Asian equities traded mixed in line with WS. ECB’s Mersch said he saw upward risks to EMU growth and stated that he’s more assured about a return of inflation to the target. At the same time he reiterated that policy accommodation remains necessary. EUR/USD rebounded to the 1.1660 area on the Mersch headlines, but a test of the recent highs didn’t occur. USD/JPY stabilized near 111.
In Europe, the French Business confidence and the German IFO business climate were both stronger than expected. European equities and core yields rose slightly after the data. The euro tried a shy attempt to go higher but almost immediately ran into resistance. EUR/USD returned to the 1.1650 area. USD/JPY slightly gained further ground on a modest rise in core (US & EMU) yields.
Early in US dealings, the focus was on corporate earnings. Most results were better than expected and reinforced the positive risk sentiment from European equity markets. Core bond yields maintained an upward bias. This morning, one could have questioned whether the lack of a euro response to good EMU data pointed to some exhaustion of the euro rally. This afternoon it appeared that this wasn’t the case. An new uptrend in European bond yields finally pushed EUR/USD beyond the 1.17 big figure. The 1.1714/36 key resistance came within reach. At the same time, USD/JPY (currently around 111.45) hardly profited from higher core yields and a good risk sentiment. So, for now, the trends of euro strength and USD softness remain in place going into the FOMC decision.

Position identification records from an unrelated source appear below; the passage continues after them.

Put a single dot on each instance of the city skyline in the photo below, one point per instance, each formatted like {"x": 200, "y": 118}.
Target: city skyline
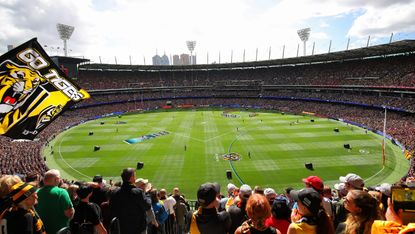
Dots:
{"x": 234, "y": 30}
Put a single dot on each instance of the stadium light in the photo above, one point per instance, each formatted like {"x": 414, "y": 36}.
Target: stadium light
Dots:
{"x": 65, "y": 32}
{"x": 191, "y": 46}
{"x": 304, "y": 34}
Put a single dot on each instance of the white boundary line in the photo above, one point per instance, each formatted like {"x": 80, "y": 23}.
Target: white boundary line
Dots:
{"x": 60, "y": 155}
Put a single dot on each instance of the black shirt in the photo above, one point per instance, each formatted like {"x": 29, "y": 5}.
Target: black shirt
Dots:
{"x": 209, "y": 221}
{"x": 130, "y": 204}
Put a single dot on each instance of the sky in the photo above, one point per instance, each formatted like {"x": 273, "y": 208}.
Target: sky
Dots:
{"x": 132, "y": 31}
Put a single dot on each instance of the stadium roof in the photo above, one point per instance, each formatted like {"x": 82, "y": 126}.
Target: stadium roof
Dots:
{"x": 404, "y": 47}
{"x": 69, "y": 60}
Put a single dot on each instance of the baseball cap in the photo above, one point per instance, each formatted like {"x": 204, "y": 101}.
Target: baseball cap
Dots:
{"x": 353, "y": 180}
{"x": 385, "y": 189}
{"x": 97, "y": 178}
{"x": 245, "y": 191}
{"x": 20, "y": 191}
{"x": 315, "y": 182}
{"x": 206, "y": 193}
{"x": 140, "y": 181}
{"x": 231, "y": 187}
{"x": 269, "y": 191}
{"x": 83, "y": 191}
{"x": 309, "y": 197}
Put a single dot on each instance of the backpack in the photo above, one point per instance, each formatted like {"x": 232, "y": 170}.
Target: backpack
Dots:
{"x": 82, "y": 226}
{"x": 161, "y": 214}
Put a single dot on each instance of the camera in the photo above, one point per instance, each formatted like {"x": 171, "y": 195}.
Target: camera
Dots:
{"x": 404, "y": 198}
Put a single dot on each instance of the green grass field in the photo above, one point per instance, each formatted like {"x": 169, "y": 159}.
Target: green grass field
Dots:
{"x": 277, "y": 148}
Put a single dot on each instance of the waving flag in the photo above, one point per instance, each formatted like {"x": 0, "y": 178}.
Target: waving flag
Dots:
{"x": 33, "y": 91}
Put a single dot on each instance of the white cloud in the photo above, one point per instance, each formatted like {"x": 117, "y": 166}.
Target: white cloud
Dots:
{"x": 384, "y": 21}
{"x": 138, "y": 28}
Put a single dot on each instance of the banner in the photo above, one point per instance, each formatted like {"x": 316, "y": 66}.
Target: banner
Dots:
{"x": 33, "y": 91}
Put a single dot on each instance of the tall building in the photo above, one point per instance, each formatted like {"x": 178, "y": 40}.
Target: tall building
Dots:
{"x": 176, "y": 60}
{"x": 185, "y": 59}
{"x": 156, "y": 60}
{"x": 165, "y": 60}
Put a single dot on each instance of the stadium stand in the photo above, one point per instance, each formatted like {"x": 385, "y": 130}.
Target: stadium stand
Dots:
{"x": 354, "y": 85}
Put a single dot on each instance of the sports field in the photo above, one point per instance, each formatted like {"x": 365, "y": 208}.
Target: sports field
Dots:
{"x": 185, "y": 148}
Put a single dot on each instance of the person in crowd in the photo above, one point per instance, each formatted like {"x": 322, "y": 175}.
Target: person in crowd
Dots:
{"x": 288, "y": 196}
{"x": 159, "y": 212}
{"x": 270, "y": 194}
{"x": 237, "y": 211}
{"x": 17, "y": 207}
{"x": 314, "y": 219}
{"x": 130, "y": 205}
{"x": 99, "y": 190}
{"x": 280, "y": 215}
{"x": 394, "y": 222}
{"x": 385, "y": 190}
{"x": 363, "y": 211}
{"x": 180, "y": 210}
{"x": 317, "y": 184}
{"x": 258, "y": 211}
{"x": 87, "y": 214}
{"x": 72, "y": 194}
{"x": 54, "y": 206}
{"x": 350, "y": 182}
{"x": 169, "y": 202}
{"x": 207, "y": 220}
{"x": 258, "y": 189}
{"x": 229, "y": 199}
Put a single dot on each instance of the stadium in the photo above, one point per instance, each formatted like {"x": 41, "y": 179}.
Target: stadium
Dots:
{"x": 265, "y": 123}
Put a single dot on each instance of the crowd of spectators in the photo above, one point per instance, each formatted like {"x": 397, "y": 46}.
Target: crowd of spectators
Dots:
{"x": 26, "y": 157}
{"x": 397, "y": 71}
{"x": 47, "y": 204}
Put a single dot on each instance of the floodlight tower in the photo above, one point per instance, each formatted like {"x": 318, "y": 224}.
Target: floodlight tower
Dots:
{"x": 304, "y": 34}
{"x": 191, "y": 46}
{"x": 65, "y": 32}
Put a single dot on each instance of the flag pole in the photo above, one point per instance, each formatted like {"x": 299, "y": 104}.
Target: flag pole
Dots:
{"x": 383, "y": 141}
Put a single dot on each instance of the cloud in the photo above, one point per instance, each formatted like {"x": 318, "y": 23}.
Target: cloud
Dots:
{"x": 138, "y": 28}
{"x": 383, "y": 21}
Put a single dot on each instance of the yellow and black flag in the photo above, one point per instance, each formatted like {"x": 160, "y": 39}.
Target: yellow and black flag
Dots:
{"x": 408, "y": 154}
{"x": 33, "y": 91}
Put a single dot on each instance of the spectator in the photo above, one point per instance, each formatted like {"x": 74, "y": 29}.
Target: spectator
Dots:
{"x": 20, "y": 215}
{"x": 55, "y": 206}
{"x": 280, "y": 215}
{"x": 394, "y": 222}
{"x": 87, "y": 213}
{"x": 363, "y": 210}
{"x": 169, "y": 202}
{"x": 237, "y": 211}
{"x": 206, "y": 220}
{"x": 350, "y": 182}
{"x": 229, "y": 199}
{"x": 258, "y": 210}
{"x": 270, "y": 194}
{"x": 99, "y": 190}
{"x": 159, "y": 212}
{"x": 315, "y": 183}
{"x": 129, "y": 204}
{"x": 314, "y": 218}
{"x": 180, "y": 210}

GBP succeeds insignificant comeback
Sterling staged a technical rebound against the dollar and the euro. At the end of last week, the poor results of the first round of negotiations between the UK and the EU weighed on the UK currency. Today’s rebound of sterling was primarily technical in nature. The eco news was intrinsically negative for sterling. The IMF downwardly revised the UK 2017 growth forecast to 1.7% Y/Y (from 2.0% in April). IHS markit also reported that its household financial index dropped to the lowest since July 2014 due to rising costs of living. However, all this didn’t prevent a modest technical rebound of the sterling. EUR/GBP trades currently in the 0.8945 area. Cable returned north of 1.30. The first estimate of the UK Q2 GDP, to be published on Wednesday, will be the next key factor for sterling trading.